Sphagna leaves are nerveless, lack vascular tissue and are composed of two main cells, ‘living’ narrow green cells and inflated colourless ‘dead’ cells. The enormous water holding capacity of the plant is attributed to these dead cells. Sphagnum cuspidatum was selected for this investigation, based on its resilience to nutrient and environmental fluctuations. A salad crop trial using lettuce cv.  Flandria was initiated and observed for 28 days with the sphagna as the growth medium. Five trays were set up: Rockwool control + ½ Hoagland’s; Sphagna ‘living’ + ½ Hoagland’s; Sphagna ‘dead’ + ½ Hoagland’s; Sphagna ‘living’ + Urine Simulate & Sphagna ‘dead’ + Urine Simulate.  The effectiveness of the Sphagna to buffer the lettuce against nutrient overload was measured in both the Hoagland’s and urine simulate tests.
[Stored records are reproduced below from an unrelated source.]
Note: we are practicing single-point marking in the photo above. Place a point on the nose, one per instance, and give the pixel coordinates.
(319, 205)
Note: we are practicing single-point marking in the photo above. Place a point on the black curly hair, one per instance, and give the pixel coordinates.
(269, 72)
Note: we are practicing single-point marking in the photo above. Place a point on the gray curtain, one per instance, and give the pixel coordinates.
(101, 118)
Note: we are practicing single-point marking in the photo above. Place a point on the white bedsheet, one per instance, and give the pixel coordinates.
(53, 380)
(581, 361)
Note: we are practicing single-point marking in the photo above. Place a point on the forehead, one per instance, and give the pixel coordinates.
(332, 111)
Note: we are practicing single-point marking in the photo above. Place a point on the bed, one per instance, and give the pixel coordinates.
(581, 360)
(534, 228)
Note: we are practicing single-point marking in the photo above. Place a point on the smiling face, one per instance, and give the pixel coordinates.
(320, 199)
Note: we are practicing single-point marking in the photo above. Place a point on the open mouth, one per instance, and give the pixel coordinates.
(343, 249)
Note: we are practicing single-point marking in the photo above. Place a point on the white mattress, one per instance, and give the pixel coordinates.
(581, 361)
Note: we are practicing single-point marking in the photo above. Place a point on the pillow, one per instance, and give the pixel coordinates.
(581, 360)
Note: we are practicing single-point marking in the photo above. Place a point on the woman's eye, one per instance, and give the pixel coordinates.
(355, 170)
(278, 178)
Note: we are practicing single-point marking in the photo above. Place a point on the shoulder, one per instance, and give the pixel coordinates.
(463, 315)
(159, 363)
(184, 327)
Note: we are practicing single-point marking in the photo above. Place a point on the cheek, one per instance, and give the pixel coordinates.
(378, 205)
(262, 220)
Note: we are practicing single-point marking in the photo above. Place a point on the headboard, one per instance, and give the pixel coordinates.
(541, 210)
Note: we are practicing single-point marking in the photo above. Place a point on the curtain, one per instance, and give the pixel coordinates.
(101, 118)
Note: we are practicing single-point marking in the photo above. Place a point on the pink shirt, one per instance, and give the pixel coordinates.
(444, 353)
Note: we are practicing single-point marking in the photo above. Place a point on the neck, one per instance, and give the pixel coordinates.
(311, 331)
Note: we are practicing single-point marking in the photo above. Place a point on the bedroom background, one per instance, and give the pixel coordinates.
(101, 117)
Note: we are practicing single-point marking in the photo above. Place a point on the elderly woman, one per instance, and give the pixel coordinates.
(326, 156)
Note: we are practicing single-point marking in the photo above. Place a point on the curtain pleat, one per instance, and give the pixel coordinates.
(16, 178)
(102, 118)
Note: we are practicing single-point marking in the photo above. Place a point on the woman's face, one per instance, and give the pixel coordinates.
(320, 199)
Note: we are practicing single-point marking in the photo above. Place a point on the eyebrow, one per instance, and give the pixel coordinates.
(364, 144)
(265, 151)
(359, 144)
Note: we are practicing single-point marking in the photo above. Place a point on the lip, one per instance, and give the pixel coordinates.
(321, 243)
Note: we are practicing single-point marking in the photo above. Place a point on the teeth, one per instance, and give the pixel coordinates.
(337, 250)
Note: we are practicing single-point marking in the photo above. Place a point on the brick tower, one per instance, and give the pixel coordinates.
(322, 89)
The benefit of ‘living’ Sphagna versus ‘dead’ was also determined. Microbial characterization was completed using plate counts and PCR, while elemental analysis was carried out on both the lettuce & sphagna tissue to determine nutrient concentrations.

Lettuce in all 4 test trays with Sphagna showed healthy growth and nutrient concentration within the tissue was higher than that observed in the control. The urine simulate test trays, while causing stress to the live sphagna plants, exhibited a higher nutrient load than the Hoagland’s, with some leaf burning of the lettuce evident as the trial proceeded. We found that the ‘dead’ Sphagna plants performed similar to the live Sphana, making it a suitable choice for space flight, as it can be dehydrated before flight to reduce weight and rehydrated for use.